Of course, most districts will have a hard time implementing this model. For starters, it requires a certain amount of overhead. "In low-income communities, the question could be, do you form a development office or put a teacher in a classroom," says Saylors.
In December 2010, the Los Angeles school board unanimously approved a plan to allow the district to seek corporate sponsorships. This could mean, for instance, arranged school visits to pass out samples of approved food products, or placing donors' logos in lunchrooms. But the board also drew a line—they will not do business with companies that sell alcohol, tobacco, firearms or high-calorie or high-fat foods.
While corporations can bring money into schools, they then potentially wield influence, which brings up a long-standing concern about school commercialization. "When companies get involved, it's not purely altruistic," says Faith Boninger, Ph.D., a research associate at the National Education Policy Center at the University of Colorado at Boulder. "They're trying to make the children customers for life." In other words, kids are bombarded by marketers in their regular lives.
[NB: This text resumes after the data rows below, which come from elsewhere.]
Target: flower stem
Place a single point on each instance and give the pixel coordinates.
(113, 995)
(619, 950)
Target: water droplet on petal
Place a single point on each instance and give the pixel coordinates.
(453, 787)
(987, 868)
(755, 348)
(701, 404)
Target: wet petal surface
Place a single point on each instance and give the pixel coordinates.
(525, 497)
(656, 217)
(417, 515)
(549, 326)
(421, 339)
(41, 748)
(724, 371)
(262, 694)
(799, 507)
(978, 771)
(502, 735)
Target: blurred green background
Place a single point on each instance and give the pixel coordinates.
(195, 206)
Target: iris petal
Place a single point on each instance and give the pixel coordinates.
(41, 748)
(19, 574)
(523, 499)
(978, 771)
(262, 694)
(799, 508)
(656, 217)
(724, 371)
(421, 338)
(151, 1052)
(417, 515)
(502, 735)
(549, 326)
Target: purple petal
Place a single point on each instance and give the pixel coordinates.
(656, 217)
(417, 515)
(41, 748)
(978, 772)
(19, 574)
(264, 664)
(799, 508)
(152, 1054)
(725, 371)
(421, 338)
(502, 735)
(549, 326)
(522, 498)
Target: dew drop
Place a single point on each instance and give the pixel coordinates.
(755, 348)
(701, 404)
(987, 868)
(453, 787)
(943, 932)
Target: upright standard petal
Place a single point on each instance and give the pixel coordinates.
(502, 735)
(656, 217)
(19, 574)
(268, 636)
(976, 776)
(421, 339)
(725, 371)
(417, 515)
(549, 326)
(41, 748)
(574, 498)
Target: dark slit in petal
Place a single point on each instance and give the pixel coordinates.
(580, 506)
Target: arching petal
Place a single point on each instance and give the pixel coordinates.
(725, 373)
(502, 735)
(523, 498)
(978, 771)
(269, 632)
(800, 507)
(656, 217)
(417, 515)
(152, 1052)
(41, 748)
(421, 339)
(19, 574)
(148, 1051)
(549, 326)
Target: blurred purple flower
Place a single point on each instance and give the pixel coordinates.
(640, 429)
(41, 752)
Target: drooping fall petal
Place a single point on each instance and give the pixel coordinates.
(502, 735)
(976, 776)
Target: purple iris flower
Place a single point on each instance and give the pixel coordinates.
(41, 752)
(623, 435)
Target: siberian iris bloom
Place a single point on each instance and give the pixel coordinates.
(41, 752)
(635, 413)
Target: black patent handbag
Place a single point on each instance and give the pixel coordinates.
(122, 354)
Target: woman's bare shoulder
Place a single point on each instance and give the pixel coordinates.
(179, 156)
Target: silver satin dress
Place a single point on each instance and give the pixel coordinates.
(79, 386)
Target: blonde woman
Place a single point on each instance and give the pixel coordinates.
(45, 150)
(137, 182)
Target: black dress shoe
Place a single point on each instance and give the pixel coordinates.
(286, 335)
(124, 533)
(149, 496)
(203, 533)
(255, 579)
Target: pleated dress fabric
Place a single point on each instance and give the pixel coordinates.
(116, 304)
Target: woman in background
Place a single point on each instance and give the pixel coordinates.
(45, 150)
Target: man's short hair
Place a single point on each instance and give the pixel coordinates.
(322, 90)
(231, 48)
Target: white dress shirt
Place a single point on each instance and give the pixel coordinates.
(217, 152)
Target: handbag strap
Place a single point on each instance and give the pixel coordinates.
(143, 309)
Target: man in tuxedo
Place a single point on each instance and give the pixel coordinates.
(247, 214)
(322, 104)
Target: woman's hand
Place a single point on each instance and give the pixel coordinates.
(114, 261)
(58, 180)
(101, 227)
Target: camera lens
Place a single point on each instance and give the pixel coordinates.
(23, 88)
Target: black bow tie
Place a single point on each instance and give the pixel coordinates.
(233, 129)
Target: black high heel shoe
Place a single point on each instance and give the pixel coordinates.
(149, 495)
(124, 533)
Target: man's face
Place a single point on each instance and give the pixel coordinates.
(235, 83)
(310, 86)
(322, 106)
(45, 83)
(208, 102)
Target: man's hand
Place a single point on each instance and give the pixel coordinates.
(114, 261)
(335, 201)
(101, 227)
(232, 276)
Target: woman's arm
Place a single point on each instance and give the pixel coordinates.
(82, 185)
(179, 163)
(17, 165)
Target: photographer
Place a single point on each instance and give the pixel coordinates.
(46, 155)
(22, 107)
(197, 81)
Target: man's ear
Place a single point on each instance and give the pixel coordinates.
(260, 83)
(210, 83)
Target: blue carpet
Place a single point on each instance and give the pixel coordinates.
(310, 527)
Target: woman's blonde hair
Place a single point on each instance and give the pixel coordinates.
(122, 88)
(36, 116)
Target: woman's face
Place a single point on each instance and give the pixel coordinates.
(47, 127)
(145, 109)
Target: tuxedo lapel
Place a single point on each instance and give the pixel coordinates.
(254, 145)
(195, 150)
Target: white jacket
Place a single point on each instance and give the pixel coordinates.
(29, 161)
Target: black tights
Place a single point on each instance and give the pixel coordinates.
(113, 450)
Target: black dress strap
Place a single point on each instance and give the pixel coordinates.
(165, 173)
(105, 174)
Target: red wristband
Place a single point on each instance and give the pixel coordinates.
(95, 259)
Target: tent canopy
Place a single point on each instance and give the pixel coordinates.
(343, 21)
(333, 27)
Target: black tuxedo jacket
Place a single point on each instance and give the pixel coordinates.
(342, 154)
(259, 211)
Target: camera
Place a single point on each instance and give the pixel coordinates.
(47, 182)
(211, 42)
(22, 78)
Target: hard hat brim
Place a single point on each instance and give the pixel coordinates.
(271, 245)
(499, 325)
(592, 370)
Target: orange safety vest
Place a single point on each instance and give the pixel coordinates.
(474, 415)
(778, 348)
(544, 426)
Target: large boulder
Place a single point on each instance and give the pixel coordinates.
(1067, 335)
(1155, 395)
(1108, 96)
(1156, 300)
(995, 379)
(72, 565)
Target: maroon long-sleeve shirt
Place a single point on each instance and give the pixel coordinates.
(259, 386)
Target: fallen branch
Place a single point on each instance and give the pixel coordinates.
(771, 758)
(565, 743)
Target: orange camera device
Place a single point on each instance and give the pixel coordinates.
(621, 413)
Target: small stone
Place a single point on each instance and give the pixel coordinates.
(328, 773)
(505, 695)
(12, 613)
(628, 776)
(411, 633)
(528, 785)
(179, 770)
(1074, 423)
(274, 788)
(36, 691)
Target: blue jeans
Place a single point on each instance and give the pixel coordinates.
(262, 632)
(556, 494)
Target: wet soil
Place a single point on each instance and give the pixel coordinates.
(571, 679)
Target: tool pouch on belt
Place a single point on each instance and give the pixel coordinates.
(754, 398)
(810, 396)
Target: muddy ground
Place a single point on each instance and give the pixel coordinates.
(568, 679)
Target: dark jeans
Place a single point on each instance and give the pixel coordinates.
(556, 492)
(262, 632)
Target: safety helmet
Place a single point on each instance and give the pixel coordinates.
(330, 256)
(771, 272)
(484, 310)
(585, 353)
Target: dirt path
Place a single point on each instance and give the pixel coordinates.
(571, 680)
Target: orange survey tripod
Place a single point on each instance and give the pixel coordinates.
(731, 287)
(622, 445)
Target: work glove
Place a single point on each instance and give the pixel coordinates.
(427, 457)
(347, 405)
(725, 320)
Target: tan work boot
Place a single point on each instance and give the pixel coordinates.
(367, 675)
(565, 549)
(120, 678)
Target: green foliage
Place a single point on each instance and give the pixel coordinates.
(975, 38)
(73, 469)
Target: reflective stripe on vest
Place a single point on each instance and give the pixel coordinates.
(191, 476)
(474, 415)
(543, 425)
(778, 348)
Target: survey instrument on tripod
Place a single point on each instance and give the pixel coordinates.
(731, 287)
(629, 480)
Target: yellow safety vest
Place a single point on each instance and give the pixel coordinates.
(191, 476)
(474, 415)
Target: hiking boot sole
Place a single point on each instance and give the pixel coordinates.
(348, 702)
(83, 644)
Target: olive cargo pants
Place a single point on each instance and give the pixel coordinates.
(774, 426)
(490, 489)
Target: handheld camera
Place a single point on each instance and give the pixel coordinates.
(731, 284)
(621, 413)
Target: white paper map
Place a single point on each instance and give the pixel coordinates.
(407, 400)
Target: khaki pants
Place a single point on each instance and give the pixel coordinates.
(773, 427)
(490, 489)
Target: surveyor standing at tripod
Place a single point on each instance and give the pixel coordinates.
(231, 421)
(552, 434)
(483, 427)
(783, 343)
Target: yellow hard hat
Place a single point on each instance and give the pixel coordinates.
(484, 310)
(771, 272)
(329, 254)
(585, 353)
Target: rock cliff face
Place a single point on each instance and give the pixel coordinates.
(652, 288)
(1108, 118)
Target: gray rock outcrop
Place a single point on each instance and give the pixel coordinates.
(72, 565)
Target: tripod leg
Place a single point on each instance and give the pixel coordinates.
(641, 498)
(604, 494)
Schools should be a neutral zone.
In Levenson's eyes, that concern is overstated. As he sees it, companies already influence kids who go online, watch TV and look at magazines or billboards. By not involving corporations in the total fundraising effort, a school or district is missing out on a good possible source of external cash.
Although establishing development offices, applying for grants and courting corporate sponsors requires resources and time—both scarce at most public schools—it appears to be the wave of the future. Even those who are resistant acknowledge there may be no choice.
Los Angeles school board member Steve Zimmer says corporate sponsors are a necessary evil and we must proceed with extreme caution. For example, in theory, a textbook company could make a sizable donation, then have a book chosen for class use even if it's not the best option. "This is a dangerous scenario, and that's why I'm so uncomfortable," says Zimmer. "But this is our new reality. Public funding is no longer funding public education."